Apesar disso, poucas empresas têm investido em políticas que incentivem a participação feminina no setor. "Há um mercado potencial sendo ignorado", criticou o presidente da Conticom. Ainda assim, iniciativas nesse sentido permanecem tímidas e insuficientes para reverter o cenário.
Soluções paliativas e desafios estruturais
Diante da crise, o setor tem buscado alternativas, mas muitas delas carecem de eficácia. Um exemplo é a parceria entre a Câmara Brasileira da Construção e beneficiários do Cadastro Único (CadÚnico), programa social do governo federal.

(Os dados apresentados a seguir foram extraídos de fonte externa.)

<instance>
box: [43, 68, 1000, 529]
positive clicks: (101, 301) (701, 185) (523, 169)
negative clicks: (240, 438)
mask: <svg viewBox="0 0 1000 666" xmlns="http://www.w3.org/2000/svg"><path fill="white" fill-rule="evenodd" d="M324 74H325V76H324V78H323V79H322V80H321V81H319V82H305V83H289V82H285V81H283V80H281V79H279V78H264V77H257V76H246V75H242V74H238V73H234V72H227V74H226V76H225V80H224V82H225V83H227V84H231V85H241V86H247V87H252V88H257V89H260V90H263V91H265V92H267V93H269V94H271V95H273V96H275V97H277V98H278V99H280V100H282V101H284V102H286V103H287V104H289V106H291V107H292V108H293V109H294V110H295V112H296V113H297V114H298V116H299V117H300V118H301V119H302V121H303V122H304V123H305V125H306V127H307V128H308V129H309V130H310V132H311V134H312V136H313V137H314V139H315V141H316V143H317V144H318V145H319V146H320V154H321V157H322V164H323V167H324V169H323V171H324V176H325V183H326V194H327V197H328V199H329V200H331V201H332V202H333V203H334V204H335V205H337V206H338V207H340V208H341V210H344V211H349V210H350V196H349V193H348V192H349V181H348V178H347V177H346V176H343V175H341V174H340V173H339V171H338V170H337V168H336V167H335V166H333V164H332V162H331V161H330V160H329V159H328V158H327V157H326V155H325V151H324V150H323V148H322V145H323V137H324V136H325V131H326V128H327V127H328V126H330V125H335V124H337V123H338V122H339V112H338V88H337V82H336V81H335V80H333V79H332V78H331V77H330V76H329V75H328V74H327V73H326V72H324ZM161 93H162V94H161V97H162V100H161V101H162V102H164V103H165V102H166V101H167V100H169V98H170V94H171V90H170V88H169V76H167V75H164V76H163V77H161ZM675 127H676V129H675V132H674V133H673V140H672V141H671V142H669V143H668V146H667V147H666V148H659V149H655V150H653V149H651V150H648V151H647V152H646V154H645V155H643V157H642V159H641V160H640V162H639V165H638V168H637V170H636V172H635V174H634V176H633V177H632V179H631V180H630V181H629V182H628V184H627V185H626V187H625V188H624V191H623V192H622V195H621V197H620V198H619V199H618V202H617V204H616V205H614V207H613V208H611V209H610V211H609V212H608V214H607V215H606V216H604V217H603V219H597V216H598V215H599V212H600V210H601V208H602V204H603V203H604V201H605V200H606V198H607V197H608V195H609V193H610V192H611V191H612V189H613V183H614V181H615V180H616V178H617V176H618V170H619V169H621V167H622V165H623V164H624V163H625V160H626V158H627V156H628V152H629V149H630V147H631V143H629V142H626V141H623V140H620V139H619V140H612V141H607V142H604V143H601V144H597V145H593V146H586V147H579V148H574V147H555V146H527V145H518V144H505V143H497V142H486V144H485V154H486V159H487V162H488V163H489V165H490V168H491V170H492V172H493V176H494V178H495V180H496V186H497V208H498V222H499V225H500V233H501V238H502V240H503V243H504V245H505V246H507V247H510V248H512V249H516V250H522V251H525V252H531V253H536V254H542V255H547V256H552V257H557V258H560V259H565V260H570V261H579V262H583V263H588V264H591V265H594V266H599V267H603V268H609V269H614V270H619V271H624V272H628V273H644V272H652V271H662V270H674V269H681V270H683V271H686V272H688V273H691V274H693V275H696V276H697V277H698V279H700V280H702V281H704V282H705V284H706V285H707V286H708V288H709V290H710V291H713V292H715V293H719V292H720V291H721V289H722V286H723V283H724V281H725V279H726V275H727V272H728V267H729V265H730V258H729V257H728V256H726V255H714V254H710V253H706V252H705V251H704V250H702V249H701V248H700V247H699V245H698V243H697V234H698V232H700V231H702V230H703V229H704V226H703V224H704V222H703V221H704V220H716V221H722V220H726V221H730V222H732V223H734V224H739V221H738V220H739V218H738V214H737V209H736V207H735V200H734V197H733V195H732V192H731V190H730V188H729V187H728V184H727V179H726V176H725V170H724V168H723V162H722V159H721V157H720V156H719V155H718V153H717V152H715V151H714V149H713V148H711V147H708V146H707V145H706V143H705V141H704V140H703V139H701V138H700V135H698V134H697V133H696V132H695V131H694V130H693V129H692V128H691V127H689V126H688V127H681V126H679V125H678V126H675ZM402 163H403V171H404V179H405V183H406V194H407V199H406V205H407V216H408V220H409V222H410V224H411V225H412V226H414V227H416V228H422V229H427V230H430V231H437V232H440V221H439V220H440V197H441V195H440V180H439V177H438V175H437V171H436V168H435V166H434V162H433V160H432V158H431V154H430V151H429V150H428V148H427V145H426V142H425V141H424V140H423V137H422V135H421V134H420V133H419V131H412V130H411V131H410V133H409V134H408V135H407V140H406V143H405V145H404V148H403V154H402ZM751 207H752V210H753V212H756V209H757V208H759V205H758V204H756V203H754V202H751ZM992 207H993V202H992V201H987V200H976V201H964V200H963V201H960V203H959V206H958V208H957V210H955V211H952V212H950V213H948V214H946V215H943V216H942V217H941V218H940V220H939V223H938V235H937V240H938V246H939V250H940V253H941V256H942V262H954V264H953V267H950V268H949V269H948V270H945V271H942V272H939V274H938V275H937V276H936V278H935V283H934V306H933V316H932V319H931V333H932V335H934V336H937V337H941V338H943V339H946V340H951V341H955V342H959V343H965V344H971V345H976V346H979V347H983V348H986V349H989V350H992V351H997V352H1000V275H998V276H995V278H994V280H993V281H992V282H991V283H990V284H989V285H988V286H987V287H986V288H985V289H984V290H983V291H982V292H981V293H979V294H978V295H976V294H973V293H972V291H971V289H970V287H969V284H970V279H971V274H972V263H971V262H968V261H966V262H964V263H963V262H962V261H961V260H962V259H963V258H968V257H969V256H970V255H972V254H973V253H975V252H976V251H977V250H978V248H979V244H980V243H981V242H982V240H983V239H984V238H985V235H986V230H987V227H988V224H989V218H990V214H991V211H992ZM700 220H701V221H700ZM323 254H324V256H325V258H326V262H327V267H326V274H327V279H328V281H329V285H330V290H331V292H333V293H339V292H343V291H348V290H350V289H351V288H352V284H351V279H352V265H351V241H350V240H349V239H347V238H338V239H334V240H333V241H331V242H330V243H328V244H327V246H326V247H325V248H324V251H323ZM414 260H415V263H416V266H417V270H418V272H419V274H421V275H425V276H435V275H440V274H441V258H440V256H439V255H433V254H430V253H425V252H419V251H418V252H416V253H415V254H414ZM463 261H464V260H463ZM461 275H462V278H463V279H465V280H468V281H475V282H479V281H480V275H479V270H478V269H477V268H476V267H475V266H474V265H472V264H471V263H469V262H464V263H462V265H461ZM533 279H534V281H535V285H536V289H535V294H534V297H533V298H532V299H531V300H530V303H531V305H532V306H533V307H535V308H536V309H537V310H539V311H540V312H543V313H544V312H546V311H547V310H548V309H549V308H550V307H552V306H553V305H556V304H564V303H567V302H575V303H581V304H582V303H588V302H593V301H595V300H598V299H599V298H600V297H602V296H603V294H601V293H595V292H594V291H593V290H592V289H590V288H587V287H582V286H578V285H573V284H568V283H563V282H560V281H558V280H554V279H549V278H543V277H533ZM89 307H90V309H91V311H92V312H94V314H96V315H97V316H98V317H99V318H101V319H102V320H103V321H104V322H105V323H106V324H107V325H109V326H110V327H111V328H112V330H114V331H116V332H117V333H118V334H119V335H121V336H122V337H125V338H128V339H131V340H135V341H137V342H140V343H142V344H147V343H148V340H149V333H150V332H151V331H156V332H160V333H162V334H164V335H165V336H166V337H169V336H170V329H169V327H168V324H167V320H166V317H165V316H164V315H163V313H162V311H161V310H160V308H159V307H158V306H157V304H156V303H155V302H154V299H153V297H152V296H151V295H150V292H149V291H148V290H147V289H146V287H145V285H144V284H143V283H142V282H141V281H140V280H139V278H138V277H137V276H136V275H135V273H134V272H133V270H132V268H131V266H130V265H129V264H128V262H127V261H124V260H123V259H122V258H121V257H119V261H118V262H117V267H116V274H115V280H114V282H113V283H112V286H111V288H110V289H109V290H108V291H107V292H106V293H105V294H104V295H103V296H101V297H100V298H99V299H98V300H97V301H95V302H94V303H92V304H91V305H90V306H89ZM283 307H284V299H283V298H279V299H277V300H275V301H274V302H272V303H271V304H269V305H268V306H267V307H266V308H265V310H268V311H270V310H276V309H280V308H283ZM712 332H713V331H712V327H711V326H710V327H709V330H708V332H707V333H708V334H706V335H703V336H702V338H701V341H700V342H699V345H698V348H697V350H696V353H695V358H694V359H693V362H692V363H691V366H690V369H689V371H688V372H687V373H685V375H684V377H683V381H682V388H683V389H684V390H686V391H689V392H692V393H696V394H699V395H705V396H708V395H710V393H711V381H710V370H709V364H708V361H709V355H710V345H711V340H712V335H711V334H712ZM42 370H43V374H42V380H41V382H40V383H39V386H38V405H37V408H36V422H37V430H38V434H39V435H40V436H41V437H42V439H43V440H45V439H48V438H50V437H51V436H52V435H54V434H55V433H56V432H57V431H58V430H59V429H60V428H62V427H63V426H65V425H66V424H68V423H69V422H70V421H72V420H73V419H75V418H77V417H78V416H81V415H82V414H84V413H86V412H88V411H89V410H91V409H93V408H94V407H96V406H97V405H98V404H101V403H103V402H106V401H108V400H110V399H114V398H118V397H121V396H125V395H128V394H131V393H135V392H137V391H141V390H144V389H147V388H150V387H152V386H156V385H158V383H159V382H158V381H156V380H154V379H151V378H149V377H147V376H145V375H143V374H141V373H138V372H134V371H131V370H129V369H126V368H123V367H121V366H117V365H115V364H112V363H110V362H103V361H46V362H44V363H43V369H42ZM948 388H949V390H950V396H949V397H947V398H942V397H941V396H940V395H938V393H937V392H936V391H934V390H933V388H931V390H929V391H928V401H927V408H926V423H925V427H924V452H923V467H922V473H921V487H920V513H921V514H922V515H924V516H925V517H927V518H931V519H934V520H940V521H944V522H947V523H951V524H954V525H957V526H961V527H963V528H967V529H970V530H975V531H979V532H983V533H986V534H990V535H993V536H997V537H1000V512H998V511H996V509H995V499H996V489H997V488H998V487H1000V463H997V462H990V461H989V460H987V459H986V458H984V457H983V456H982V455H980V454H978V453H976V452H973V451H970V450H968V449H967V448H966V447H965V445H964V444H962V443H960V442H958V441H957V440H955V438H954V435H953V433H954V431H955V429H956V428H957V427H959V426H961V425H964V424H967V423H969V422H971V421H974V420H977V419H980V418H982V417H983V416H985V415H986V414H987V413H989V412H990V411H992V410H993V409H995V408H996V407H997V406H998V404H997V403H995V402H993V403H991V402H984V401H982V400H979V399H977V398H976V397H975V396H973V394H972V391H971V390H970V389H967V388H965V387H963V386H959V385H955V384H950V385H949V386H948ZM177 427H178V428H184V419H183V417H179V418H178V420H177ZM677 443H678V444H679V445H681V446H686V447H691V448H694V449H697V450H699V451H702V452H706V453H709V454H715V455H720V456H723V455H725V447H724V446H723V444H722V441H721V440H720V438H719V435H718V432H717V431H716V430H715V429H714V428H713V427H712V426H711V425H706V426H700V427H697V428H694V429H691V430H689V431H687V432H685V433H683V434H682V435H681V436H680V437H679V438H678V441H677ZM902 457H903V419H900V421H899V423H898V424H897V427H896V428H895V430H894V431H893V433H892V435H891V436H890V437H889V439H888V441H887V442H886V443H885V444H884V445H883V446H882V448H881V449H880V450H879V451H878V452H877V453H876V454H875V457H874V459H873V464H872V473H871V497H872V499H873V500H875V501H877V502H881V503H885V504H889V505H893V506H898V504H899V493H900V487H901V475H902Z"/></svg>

Embora essas pessoas possam ingressar temporariamente na atividade, sua permanência é incerta. "Sem mudanças estruturais, dificilmente elas se engajarão", afirmou.
Mudanças agora
A construção civil enfrenta um desafio de sobrevivência. Sem uma força de trabalho renovada e motivada, o setor corre o risco de perder relevância no cenário econômico. Para evitar isso, é necessário repensar desde as condições de trabalho até as estratégias de recrutamento.
Como resumiu o sindicalista Claudinho: "valorizar a profissão e torná-la atrativa é o primeiro passo para garantir o futuro da construção civil. “Resta saber se empresários e governantes estarão à altura do desafio”.